A procuradora-geral dos Estados Unidos, Pam Bondi, retirou neste sábado (3) o sigilo da delação formal apresentada contra o presidente da Venezuela, Nicolás Maduro. O documento foi elaborado por um grande júri federalista do Província Sul de Novidade York e atribui ao líder venezuelano crimes de narcoterrorismo, conspiração para tráfico internacional de cocaína e uso de armamentos de guerra.
Segundo a delação, Maduro foi tomado posteriormente uma operação militar norte-americana em território venezuelano. A denúncia sustenta que, desde 1999, ele teria comandado uma ampla rede criminosa que utilizava estruturas do Estado venezuelano para facilitar o envio de grandes quantidades de cocaína aos Estados Unidos.
De consonância com os promotores federais, a suposta organização criminosa operava em parceria com grupos classificados uma vez que terroristas pelo governo norte-americano, incluindo as Forças Armadas Revolucionárias da Colômbia (FARC), o Tropa de Libertação Pátrio (ELN), além de cartéis mexicanos uma vez que o Privilégio de Sinaloa, o Privilégio del Noreste (antigos Zetas) e a partido criminosa Tren de Aragua.
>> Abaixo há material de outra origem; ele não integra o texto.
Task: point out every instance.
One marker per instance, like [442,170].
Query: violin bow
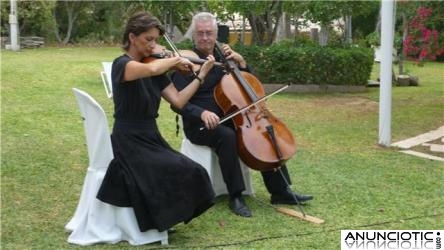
[263,98]
[175,50]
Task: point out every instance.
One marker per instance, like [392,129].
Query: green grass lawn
[357,184]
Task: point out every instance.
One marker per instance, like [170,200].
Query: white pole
[385,94]
[15,46]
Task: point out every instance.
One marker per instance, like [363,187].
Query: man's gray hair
[203,17]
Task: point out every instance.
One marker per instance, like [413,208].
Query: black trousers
[223,141]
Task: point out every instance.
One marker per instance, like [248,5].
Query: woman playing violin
[163,186]
[202,108]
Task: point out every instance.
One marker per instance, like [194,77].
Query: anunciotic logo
[391,239]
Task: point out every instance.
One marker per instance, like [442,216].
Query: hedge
[281,63]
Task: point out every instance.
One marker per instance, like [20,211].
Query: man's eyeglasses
[204,33]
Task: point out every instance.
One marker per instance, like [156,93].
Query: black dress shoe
[288,198]
[238,206]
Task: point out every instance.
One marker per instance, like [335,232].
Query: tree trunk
[323,35]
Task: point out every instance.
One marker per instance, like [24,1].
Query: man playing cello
[202,108]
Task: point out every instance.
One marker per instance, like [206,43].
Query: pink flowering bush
[422,42]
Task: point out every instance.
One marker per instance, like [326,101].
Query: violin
[264,141]
[160,52]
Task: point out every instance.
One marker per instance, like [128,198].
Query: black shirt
[138,100]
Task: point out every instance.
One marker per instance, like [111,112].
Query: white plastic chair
[209,160]
[106,78]
[95,221]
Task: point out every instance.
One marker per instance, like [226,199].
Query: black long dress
[163,186]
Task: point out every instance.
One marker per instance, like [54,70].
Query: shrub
[283,63]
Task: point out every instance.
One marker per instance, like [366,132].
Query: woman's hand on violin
[183,64]
[206,67]
[210,119]
[233,55]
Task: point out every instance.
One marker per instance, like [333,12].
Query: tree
[263,16]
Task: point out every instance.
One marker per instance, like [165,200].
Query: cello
[264,141]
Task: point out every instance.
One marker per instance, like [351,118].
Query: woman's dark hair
[140,22]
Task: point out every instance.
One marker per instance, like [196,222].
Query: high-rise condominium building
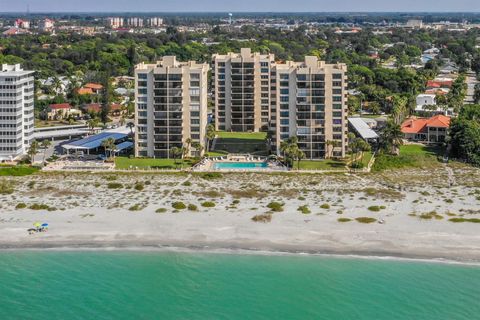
[242,90]
[155,22]
[171,106]
[116,22]
[311,105]
[16,111]
[135,22]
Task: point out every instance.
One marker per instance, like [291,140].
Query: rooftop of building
[14,70]
[171,62]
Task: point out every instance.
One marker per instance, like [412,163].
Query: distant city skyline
[239,6]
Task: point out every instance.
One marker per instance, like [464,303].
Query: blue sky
[241,5]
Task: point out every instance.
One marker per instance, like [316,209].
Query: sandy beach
[91,210]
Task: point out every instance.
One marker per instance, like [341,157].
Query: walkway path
[451,177]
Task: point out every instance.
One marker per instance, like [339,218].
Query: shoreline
[236,249]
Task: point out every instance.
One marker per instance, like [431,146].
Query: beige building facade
[242,93]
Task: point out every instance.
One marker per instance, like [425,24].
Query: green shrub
[430,215]
[192,207]
[304,209]
[262,218]
[114,185]
[275,206]
[21,205]
[208,204]
[6,187]
[178,205]
[366,220]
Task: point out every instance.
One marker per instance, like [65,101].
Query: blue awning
[95,141]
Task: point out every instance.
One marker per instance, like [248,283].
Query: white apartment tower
[155,22]
[170,106]
[311,104]
[115,22]
[16,111]
[242,90]
[135,22]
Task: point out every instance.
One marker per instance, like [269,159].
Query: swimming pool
[239,165]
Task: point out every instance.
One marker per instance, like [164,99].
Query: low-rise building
[170,107]
[428,130]
[61,111]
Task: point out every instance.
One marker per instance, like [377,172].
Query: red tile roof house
[115,109]
[435,84]
[90,88]
[95,87]
[431,130]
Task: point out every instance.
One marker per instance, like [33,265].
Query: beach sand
[88,214]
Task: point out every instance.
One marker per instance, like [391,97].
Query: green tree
[210,135]
[465,134]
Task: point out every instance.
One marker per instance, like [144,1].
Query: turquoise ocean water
[161,285]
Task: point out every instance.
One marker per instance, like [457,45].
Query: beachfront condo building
[311,105]
[242,93]
[170,107]
[16,111]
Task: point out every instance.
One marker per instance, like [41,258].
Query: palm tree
[210,135]
[186,147]
[45,144]
[109,145]
[57,85]
[330,144]
[399,110]
[289,149]
[391,138]
[299,154]
[175,153]
[33,150]
[92,124]
[198,147]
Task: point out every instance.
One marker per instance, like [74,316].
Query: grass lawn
[327,164]
[150,163]
[411,156]
[241,142]
[17,170]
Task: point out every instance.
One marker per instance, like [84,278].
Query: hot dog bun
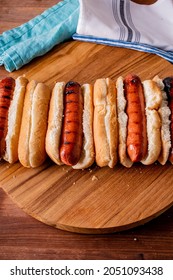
[105,123]
[53,134]
[87,156]
[164,112]
[31,148]
[122,124]
[14,120]
[153,99]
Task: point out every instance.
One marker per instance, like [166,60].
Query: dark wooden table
[22,237]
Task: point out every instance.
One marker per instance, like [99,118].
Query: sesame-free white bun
[105,123]
[31,149]
[14,120]
[87,155]
[53,134]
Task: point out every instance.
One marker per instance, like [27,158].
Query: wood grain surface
[152,241]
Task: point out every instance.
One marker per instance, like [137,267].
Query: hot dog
[139,121]
[168,87]
[69,137]
[105,123]
[72,130]
[165,113]
[136,127]
[31,149]
[12,94]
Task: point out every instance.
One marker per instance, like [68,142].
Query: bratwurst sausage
[135,109]
[6,94]
[72,127]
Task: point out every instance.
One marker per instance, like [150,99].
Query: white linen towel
[123,23]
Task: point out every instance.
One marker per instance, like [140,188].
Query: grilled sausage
[72,128]
[6,93]
[168,83]
[136,127]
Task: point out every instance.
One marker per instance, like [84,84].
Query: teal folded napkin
[36,37]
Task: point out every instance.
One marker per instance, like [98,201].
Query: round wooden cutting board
[95,200]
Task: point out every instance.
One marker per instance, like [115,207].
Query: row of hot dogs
[125,121]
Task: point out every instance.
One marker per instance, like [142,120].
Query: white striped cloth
[123,23]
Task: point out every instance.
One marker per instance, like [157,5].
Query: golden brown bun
[164,113]
[87,156]
[105,123]
[31,148]
[14,120]
[53,134]
[122,123]
[153,99]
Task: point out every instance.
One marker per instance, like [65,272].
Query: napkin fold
[36,37]
[123,23]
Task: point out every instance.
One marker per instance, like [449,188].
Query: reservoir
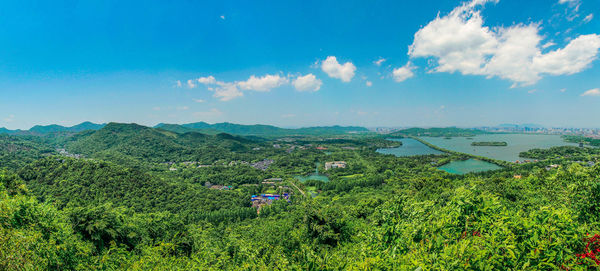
[516,143]
[467,166]
[410,147]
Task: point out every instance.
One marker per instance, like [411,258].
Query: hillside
[54,128]
[81,182]
[260,129]
[132,141]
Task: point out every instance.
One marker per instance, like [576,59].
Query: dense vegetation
[259,129]
[581,139]
[573,153]
[490,143]
[138,200]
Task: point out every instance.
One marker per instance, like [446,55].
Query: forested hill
[78,182]
[54,128]
[259,129]
[438,132]
[137,142]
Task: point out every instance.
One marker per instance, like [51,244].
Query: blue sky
[301,63]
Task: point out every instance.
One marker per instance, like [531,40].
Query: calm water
[317,177]
[516,143]
[409,147]
[471,165]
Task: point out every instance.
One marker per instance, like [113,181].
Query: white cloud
[10,118]
[208,80]
[344,72]
[307,82]
[592,92]
[265,83]
[379,61]
[208,114]
[191,83]
[403,73]
[461,43]
[226,91]
[548,44]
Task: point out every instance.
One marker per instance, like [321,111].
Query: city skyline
[304,63]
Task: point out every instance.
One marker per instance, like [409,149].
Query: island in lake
[490,143]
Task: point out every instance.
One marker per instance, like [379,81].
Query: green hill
[260,129]
[133,141]
[54,128]
[81,182]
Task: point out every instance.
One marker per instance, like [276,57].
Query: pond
[410,147]
[316,177]
[467,166]
[516,143]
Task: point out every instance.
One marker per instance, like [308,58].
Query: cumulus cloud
[265,83]
[307,82]
[592,92]
[459,42]
[344,72]
[403,73]
[208,114]
[227,91]
[10,118]
[207,80]
[568,1]
[379,61]
[191,83]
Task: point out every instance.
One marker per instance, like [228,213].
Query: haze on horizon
[301,63]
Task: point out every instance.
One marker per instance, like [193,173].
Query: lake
[516,143]
[410,147]
[316,177]
[467,166]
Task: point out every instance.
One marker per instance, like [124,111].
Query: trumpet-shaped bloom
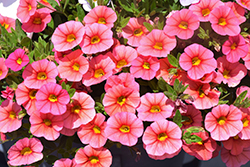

Na delação, o Ministério Público afirma que Maduro “sentou-se no topo de um governo corrupto e ilegítimo que, por décadas, protegeu e promoveu atividades ilegais, incluindo o tráfico de drogas”. O documento sustenta que o esquema teria se mantido ao longo de toda a trajetória política do líder venezuelano, desde seu procuração uma vez que deputado até os cargos de chanceler, vice-presidente e presidente.
A investigação aponta ainda que, enquanto atuava uma vez que ministro das Relações Exteriores, Maduro teria vendido passaportes diplomáticos venezuelanos a traficantes de drogas e facilitado voos sob cobertura diplomática para a movimentação de recursos provenientes do narcotráfico. Aeroportos, forças de segurança e canais diplomáticos do país teriam sido usados para concordar as operações ilícitas.
O documento judicial também menciona familiares do presidente venezuelano. Sua esposa, Cilia Flores, é citada por supostamente participar de negociações com traficantes e receber pagamentos ilegais. Já o fruto do par, Nicolás Maduro Guerra, teria atuado na logística do transporte de cocaína, inclusive com o uso de aeronaves pertencentes à PDVSA, a estatal petrolífera da Venezuela.
As rotas descritas na delação incluíam trajetos aéreos e marítimos partindo da Venezuela em direção ao Caribe, América Médio e México, antes de obter os Estados Unidos. O Departamento de Estado norte-americano estima, conforme citado no processo, que entre 200 e 250 toneladas de cocaína transitavam anualmente pelo território venezuelano por volta de 2020.
O grande júri também documenta encontros entre integrantes do cocuruto escalão do governo venezuelano e líderes das FARC e do ELN, alguns deles realizados em instalações oficiais do país. Segundo os promotores, autoridades venezuelanas chegaram a apoiar publicamente líderes desses grupos armados, o que, na visão da delação, evidenciaria a relação entre o governo e as organizações.
A denúncia formal atribui a Nicolás Maduro quatro crimes principais:
Conspiração de narcoterrorismo;
Conspiração para importação de cocaína aos Estados Unidos;
Uso e posse de metralhadoras e dispositivos destrutivos relacionados ao tráfico de drogas;
Conspiração armada vinculada a crimes de entorpecentes.
O processo prevê ainda o confisco de bens e ativos supostamente obtidos por meio das atividades ilícitas descritas na delação.
Até o momento, o governo venezuelano não se pronunciou oficialmente sobre a retirada do sigilo nem sobre as acusações apresentadas pelas autoridades norte-americanas.